All current discussion about stocks centers on whether stocks can continue their climb upwards. While there have been countless small issues tugging at the market, little has happened to change the positive sentiment overall, leaving bulls firmly in charge (see Three Tech ETFs Still Going Strong).

While the major U.S stock indexes have kick started 2013 making multi year highs, the biggest question still remains if they can sustain these levels or surge even higher from here onwards. And if yes, what fundamental drivers can cause them to do so?

Although the economy witnessed negative GDP growth this latest quarter, it was more on account of an aftermath of Superstorm Sandy, and some accounting tricks, rather than any other factors. In fact, a surprisingly better-than-expected earnings season has driven the domestic stock markets high this time.

However, viewing this fact in isolation will not be enough to address the issue. As it has become widely known as of late, earnings of U.S.-based companies are increasingly dependent on overseas markets.

In this regard it is prudent to mention China, which has overcome the possibility of a hard landing and is on its way to recovery (see Can Solar ETFs Continue Their Bull Run?).

European nations are also worth mentioning, s they are the largest trade partners of the U.S. and they have been relatively stable over the last few months thanks to the efforts of the ECB. These factors have been largely responsible for the better-than-expected earnings picture.

While this has definitely helped the markets to sustain these high levels, only time can tell if such optimism from the earnings front is already discounted by the markets.

Whatever be the case, these factors will have an effect only in the near-to-mid-term.

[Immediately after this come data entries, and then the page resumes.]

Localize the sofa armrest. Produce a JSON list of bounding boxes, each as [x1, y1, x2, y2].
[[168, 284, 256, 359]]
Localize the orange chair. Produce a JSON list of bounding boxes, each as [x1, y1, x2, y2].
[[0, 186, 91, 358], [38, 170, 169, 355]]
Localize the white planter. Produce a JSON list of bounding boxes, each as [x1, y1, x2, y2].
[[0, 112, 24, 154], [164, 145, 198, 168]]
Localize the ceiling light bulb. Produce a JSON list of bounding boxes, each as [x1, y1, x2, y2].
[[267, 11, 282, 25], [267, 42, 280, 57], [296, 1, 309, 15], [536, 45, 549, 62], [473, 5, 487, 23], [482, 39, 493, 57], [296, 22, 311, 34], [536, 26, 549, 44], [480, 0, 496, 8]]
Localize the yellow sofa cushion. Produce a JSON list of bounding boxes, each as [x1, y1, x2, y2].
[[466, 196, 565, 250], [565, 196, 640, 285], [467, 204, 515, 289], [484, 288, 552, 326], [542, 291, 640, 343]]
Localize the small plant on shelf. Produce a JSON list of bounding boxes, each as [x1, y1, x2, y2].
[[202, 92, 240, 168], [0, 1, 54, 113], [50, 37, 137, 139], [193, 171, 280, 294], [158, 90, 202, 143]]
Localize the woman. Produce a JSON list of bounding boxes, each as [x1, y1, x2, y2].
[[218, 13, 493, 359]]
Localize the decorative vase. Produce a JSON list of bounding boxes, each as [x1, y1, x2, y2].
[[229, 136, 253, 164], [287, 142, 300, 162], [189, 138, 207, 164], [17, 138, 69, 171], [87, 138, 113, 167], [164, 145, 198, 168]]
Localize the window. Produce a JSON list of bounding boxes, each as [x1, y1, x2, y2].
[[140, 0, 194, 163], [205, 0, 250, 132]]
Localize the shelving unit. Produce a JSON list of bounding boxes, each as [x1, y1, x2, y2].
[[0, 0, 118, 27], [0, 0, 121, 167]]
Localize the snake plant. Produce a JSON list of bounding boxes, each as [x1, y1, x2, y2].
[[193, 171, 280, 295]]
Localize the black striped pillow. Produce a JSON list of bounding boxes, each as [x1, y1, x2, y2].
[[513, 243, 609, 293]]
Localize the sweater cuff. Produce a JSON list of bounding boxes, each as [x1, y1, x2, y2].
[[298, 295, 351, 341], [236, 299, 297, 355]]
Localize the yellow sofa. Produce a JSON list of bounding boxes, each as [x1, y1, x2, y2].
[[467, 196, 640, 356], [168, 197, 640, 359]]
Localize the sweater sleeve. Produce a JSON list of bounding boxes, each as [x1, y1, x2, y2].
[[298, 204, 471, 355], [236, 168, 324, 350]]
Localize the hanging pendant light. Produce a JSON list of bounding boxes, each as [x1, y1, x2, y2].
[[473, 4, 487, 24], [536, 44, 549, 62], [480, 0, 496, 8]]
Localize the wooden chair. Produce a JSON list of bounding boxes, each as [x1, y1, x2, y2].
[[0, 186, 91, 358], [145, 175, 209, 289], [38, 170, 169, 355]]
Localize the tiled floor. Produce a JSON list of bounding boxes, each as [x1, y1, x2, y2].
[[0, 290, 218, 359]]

However considering the long term scenario, some interesting charts definitely have a lot of messages to convey.

The above long term price chart (10 years) is of the SPDR Dow Jones Industrial Average ETF (DIA) which hints at a textbook double top pattern. The unadjusted ETF prices have been used as a proxy for the actual index i.e. the Dow Jones Industrial Average. While it is still early days to call it tops, the ETF (and Index) remains overheated nevertheless.

The Relative Strength Index reading of 66.03 signifies that the ETF has been overbought. In fact, it has been hovering near the overbought territory for a very long time. This chart pattern definitely points towards an eminent correction (read Three Surging ETFs with Strong Momentum).

Some may argue that the Dow is not a true and fair indicator of the large cap sentiment primarily due to its small sample size. However, the long term price chart of the SPDR S&P 500 ETF (SPY), representing the S&P 500 also exhibits somewhat similar characteristics (unadjusted).